TB and Pregnancy

TB Disease in Pregnancy

While dealing with a TB diagnosis in pregnancy is not easy, there is a greater risk to the pregnant woman and her baby if TB disease is not treated. Babies born to women with untreated TB disease may have lower birth weight than those babies born to women without TB. Rarely, a baby may be born with TB.

Testing for TB Infection for Pregnant Women

Pregnant women at high risk for developing TB disease should be tested for TB infection. Generally, pregnant women at high risk for developing TB disease include:

  • Persons who have been recently infected with TB bacteria
  • Persons with medical conditions that weaken the immune system

The tuberculin skin test is both safe and reliable to use throughout pregnancy. The TB blood test is safe to use during pregnancy, but has not been fully evaluated for diagnosing TB infection in pregnant women. Therefore, TB blood test results should be interpreted with the help of a TB expert.

If a tuberculin skin test or TB blood test is positive, other tests are needed to diagnose TB disease. Healthcare providers should obtain a chest radiograph using proper shielding.

Latent TB Infection and TB Disease Treatment for Pregnant Women

Treatment for Latent TB Infection

For most pregnant women, treatment for latent TB infection can be delayed until 2–3 months post-partum to avoid administering unnecessary medication during pregnancy. However, for pregnant women who are at high risk for progression from latent TB infection to TB disease, especially those who are a recent contact of someone with infectious TB disease, treatment for latent TB infection should not be delayed on the basis of pregnancy alone, even during the first trimester.

Treatment for TB Disease

Pregnant women who are diagnosed with TB disease should start treatment as soon as possible. Although the TB drugs used in treatment cross the placenta, these drugs do not appear to have harmful effects on the baby.

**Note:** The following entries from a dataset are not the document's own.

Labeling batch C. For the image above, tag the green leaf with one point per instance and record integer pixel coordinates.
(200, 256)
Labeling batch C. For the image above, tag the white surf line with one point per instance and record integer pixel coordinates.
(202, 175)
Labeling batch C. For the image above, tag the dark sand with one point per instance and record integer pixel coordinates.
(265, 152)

Treatment Regimens for Latent TB Infection and TB Disease

Pregnant women who are diagnosed with TB disease should start treatment as soon as TB is detected. Although the TB drugs used in treatment cross the placenta, these drugs do not appear to have harmful effects on the baby. 
Diagnosis Treatment
Latent TB Infection
  • 4-month daily regimen of rifampin (RIF) (4R)
  • 3-month daily regimen of isoniazid (INH) and RIF (3HR)
  • 6- or 9-month daily regimen of INH (6H or 9H) , with pyridoxine (vitamin B6) supplementation
  • Supplementation with 25–50 mg/day of pyridoxine (vitamin B6) is recommended for pregnant women taking INH to ameliorate possible adverse effects of the drug.
    For women in the post-partum period (within 3 months of delivery), baseline liver function tests should be conducted.
  • The 3-month weekly INH and rifapentine (3HP) regimen is not recommended for pregnant women or women expecting to become pregnant during the treatment period because its safety during pregnancy has not been studied.
TB Disease
  • The preferred initial treatment regimen is INH, rifampin (RIF), and ethambutol (EMB) daily for 2 months, followed by INH and RIF daily, or twice weekly for 7 months (for a total of 9 months of treatment).
  • Streptomycin should not be used because it has been shown to have harmful effects on the baby.
  • Pyrazinamide (PZA) is not recommended to be used because its effect on the baby is unknown.
HIV-Related TB Disease

Contraindications

The following antituberculosis drugs are contraindicated in pregnant women

  • Streptomycin
  • Kanamycin
  • Amikacin
  • Capreomycin
  • Fluoroquinolones

Drug-Resistant TB

Women who are being treated for drug-resistant TB should receive counseling concerning the risk to the baby because of the known and unknown risks of second-line antituberculosis drugs.

Breastfeeding

Pregnant woman

Breastfeeding is not contraindicated in women taking INH or RIF separately. Supplementation of pyridoxine (vitamin B6) is recommended for nursing women and for breastfed infants. The amount of INH or RIF in breast milk is inadequate for treatment of infants with LTBI.

RIF can cause orange discoloration of body fluids, including breast milk. Orange discoloration of body fluids is expected and harmless.

There currently is not enough data to indicate whether the 3HP regimen is safe for women to take while breastfeeding.